Muller sat back in his seat. He looked into the empty fireplace for a moment before refocusing on us. ‘There were many rumours around the time of my wife’s death. The fact that my father was German and that there is growing ill-will between our two countries has not helped.’

‘There is?’ asked Richenda. I said nothing. Fitzroy had told me a number of disturbing rumours in order to enforce my complicity in his schemes. I was only surprised that Muller was so aware. As far as I knew he spent all his time in England.

‘I am also new money,’ said Muller. ‘I am a bank director rather than an owner of a bank and while I have invested wisely I am not one of the old school.’

‘But you went to the same school as my brother,’ said Richenda.

‘He means he is not descended from one of the known English families,’ I explained.

‘Neither am I,’ said Richenda. ‘Well, Mama was a Lady, but her links are mainly with France.’

Muller nodded. ‘Socially you are far above me, Richenda.’

‘I daresay my brother will continue in his ways and bring our family name down,’ said Richenda bitterly.

Muller was silent.

‘What were these rumours?’ I asked.

‘Everything from my poisoning my wife to locking her in the attic and faking her funeral.’

‘But to what end?’ I asked.

‘I have no idea what is in the heads of my detractors,’ said Muller flatly. ‘I loved my wife very much. It was not in my mother’s eyes a great match as she came from a respectable, but middle-class, family, and Mother had high hopes for me to do better. But truthfully I always felt it was not a good match for my wife as, for all my upbringing, I am accounted a foreigner. We met when I was building the estate and I had never seen a more pretty and fragile creature. I was some years her senior, but for no obvious reason she fell in love with me and I asked her to marry me. For the few years we were together we were, I believe, both very happy. The only sadness was that we had no children. My wife was pregnant several times …’ he swallowed hard, ‘but God granted us no live children.’

‘I’m sorry,’ I said.

‘I fear she was too frail.
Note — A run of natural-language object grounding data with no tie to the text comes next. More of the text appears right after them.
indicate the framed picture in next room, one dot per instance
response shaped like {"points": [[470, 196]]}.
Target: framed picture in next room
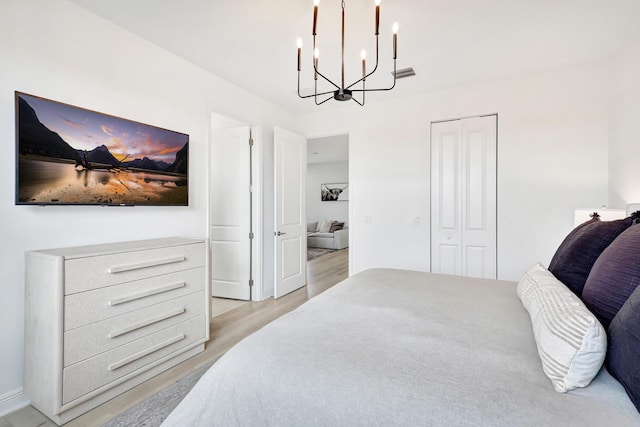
{"points": [[335, 192]]}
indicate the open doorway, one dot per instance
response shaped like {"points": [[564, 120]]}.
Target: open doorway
{"points": [[327, 209]]}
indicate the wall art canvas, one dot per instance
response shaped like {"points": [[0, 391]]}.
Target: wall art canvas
{"points": [[67, 155], [335, 192]]}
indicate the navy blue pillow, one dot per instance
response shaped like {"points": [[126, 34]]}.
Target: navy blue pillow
{"points": [[614, 276], [623, 352], [577, 253]]}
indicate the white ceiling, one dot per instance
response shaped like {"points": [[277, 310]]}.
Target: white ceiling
{"points": [[252, 43]]}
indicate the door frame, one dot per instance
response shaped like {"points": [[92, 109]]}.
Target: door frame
{"points": [[352, 193], [221, 121], [497, 145]]}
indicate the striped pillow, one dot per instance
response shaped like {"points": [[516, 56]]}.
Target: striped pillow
{"points": [[571, 342]]}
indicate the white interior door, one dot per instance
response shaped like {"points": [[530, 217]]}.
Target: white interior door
{"points": [[230, 213], [464, 197], [290, 157]]}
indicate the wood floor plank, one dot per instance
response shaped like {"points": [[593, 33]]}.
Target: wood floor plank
{"points": [[226, 331]]}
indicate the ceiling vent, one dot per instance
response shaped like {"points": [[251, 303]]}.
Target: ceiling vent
{"points": [[405, 72]]}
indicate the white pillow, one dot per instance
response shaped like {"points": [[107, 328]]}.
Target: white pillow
{"points": [[571, 342], [325, 226]]}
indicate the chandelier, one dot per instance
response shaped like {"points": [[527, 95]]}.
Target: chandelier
{"points": [[342, 92]]}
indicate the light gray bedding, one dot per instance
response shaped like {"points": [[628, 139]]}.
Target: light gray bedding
{"points": [[398, 348]]}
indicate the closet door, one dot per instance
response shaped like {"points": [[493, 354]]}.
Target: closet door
{"points": [[463, 197]]}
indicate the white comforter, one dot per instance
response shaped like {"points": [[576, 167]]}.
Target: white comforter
{"points": [[398, 348]]}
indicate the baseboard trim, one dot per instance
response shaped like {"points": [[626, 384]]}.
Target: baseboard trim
{"points": [[12, 401]]}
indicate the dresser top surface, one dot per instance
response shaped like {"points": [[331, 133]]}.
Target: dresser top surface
{"points": [[112, 248]]}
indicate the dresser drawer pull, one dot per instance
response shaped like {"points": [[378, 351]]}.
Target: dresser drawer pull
{"points": [[146, 352], [146, 293], [147, 322], [146, 264]]}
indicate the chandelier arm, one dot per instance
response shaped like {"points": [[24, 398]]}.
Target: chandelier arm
{"points": [[313, 94], [316, 94], [373, 71], [380, 89], [321, 75], [322, 102], [315, 68]]}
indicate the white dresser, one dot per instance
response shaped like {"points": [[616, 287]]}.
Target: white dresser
{"points": [[101, 319]]}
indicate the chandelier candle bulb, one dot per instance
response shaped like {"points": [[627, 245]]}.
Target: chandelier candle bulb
{"points": [[316, 54], [315, 14], [395, 40], [377, 17]]}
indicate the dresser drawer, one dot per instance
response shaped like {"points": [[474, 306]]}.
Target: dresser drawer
{"points": [[104, 303], [86, 376], [90, 340], [87, 273]]}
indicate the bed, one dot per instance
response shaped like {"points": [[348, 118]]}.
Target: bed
{"points": [[394, 347]]}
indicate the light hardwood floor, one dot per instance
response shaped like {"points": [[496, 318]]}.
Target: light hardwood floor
{"points": [[226, 330]]}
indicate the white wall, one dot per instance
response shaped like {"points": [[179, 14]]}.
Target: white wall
{"points": [[58, 50], [552, 158], [624, 138], [326, 173]]}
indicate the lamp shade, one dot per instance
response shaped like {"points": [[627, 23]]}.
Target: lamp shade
{"points": [[584, 214]]}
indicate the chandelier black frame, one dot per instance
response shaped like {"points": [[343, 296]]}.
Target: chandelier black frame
{"points": [[343, 93]]}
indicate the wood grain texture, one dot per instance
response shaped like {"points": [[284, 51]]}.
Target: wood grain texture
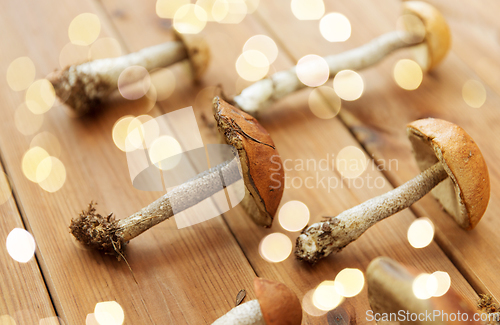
{"points": [[187, 276], [298, 134], [192, 275], [24, 296], [379, 117]]}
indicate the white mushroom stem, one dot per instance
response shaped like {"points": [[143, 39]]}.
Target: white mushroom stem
{"points": [[323, 238], [109, 235], [245, 314], [85, 85], [261, 94]]}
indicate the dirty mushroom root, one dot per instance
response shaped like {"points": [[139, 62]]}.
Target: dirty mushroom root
{"points": [[276, 304], [83, 87], [390, 290], [428, 36], [452, 167], [256, 156]]}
That those failed pregnancies took too great a toll. I have often felt as if I did indeed murder her. I should have … but she, too, so wanted children.’
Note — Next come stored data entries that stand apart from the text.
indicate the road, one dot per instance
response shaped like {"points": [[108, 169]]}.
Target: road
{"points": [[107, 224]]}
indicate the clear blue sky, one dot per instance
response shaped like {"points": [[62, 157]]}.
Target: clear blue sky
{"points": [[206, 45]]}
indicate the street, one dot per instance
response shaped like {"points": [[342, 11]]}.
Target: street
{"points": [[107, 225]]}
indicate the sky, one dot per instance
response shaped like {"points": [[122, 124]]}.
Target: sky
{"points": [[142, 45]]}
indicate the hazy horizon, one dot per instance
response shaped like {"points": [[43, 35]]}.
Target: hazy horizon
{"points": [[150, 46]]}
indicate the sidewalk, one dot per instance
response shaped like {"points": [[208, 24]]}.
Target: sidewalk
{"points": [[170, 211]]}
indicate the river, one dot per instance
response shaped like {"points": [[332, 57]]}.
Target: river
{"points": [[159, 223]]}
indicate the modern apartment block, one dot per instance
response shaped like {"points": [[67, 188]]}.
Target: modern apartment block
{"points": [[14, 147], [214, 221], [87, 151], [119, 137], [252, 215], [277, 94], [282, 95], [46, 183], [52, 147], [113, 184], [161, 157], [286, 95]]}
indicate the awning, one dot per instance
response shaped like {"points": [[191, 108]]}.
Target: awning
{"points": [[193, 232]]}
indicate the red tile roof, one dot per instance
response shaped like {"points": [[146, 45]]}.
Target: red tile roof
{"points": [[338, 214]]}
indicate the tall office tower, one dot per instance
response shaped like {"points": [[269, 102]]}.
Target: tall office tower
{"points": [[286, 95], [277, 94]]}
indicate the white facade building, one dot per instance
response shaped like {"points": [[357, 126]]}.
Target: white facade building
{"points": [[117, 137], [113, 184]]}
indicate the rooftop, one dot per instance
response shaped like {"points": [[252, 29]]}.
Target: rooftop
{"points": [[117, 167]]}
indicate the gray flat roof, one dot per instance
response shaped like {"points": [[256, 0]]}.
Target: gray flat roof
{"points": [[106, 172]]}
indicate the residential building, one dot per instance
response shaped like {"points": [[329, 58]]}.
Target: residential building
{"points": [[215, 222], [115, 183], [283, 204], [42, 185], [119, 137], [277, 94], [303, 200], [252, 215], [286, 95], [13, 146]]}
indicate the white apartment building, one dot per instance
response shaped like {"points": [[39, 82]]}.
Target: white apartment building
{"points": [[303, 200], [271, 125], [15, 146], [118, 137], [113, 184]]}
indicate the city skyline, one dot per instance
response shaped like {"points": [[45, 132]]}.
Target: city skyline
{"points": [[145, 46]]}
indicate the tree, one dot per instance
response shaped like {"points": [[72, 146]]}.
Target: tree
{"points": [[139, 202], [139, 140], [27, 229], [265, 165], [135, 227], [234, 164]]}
‘I thought it was a heart attack that took her from you,’ I asked as gently as I could.

‘That is what our family doctor put on her death certificate, but I have blamed myself these three years for her death.’

Richenda reached awkwardly across the table and touched Muller lightly on the hand. ‘For the little it is worth I think you have nothing to reproach yourself for. I think that your wife was lucky you loved her so much. Few women have the luxury of such a marriage as you describe.’

Muller looked up and into her eyes. ‘Thank you,’ he said. ‘You are very kind.’

‘And my brother is a pig,’ said Richenda totally breaking the tragic-romantic mood with hard reality. ‘I knew he was a rotter in the nursery, but being twins we always supported each other. But no more. I am only sorry he has been the cause of this distress. I quite understand if you would like us to leave. Euphemia and I.’

‘No,’ said Muller, shaking his head. ‘I won’t hear of it. I will not be the one responsible for sending you back to that man. I know it would be difficult for you to stay here indefinitely …’

‘You mean people will begin to talk,’ said Richenda blushing a fiery red. Fortunately the gas light toned the awfulness of her blush down. Red hair and red skin is not a good look.

‘But until you have some plan for your future I offer whatever protection you require.’

‘Thank you,’ said Richenda.

Goodness. That was the second time she had been sincere in the same evening. Could it be that Richenda was genuinely beginning to break away from her brother’s influence?